Anna Soubry (Broxtowe) (Con)
T1. If he will make a statement on his departmental responsibilities. And you wear it well, Mr Speaker. 
I do not know whether the right hon. Lady is referring to my age, a proposition on which I think the House would have to divide, or the rosette. [Interruption.] Yes, I thought she meant the rosette.
The Secretary of State for Health and Social Care (Mr Jeremy Hunt)
On the day that we mark the 100th anniversary of giving a voice to women, I want to update the House on concerns in the medical profession that we may not be giving a voice to doctors and other clinicians who want the freedom to be able to learn from mistakes. The House will know that, as a Government Minister, I cannot comment on a court ruling, but it is fair to say that the recent Dr Bawa-Garba case has caused huge concern, so today I can announce that I have asked Professor Sir Norman Williams, former president of the Royal College of Surgeons and my senior clinical adviser, to conduct a rapid review into the application of gross negligence manslaughter in healthcare.

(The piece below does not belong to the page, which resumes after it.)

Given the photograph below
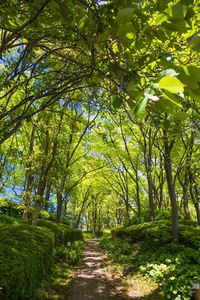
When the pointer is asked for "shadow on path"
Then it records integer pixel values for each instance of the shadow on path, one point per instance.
(91, 281)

Working with senior lawyers, Sir Norman will review how we ensure the vital role of reflective learning, openness and transparency is protected so that mistakes are learned from and not covered up, how we ensure that there is clarity about where the line is drawn between gross negligence manslaughter and ordinary human error in medical practice so that doctors and other health professionals know where they stand in respect of criminal liability or professional misconduct, and any lessons that need to be learned by the General Medical Council and other professional regulators. I will engage the devolved Administrations, the Justice Secretary and the Professional Standards Authority for Health and Social Care in this vital review, which will report to me before the end of April 2018.
I thank the Secretary of State for that answer—or rather, for that statement—and also for the robust tweets that he makes on that and many other issues. Would he be amenable to the idea of following on Twitter the Oliver King Foundation? On the foundation’s advice, I have written to all the schools in Broxtowe urging them to install defibrillators. This is an important project. What assistance is the Department of Health giving to such an admirable charity and such an excellent project?
It is a fantastic charity. The boy concerned would have been 19 very shortly. It is a very sad story. I thank my right hon. Friend for her campaigning on this issue. We do indeed need to ensure that we have atrial fibrillators everywhere necessary to prevent these tragedies.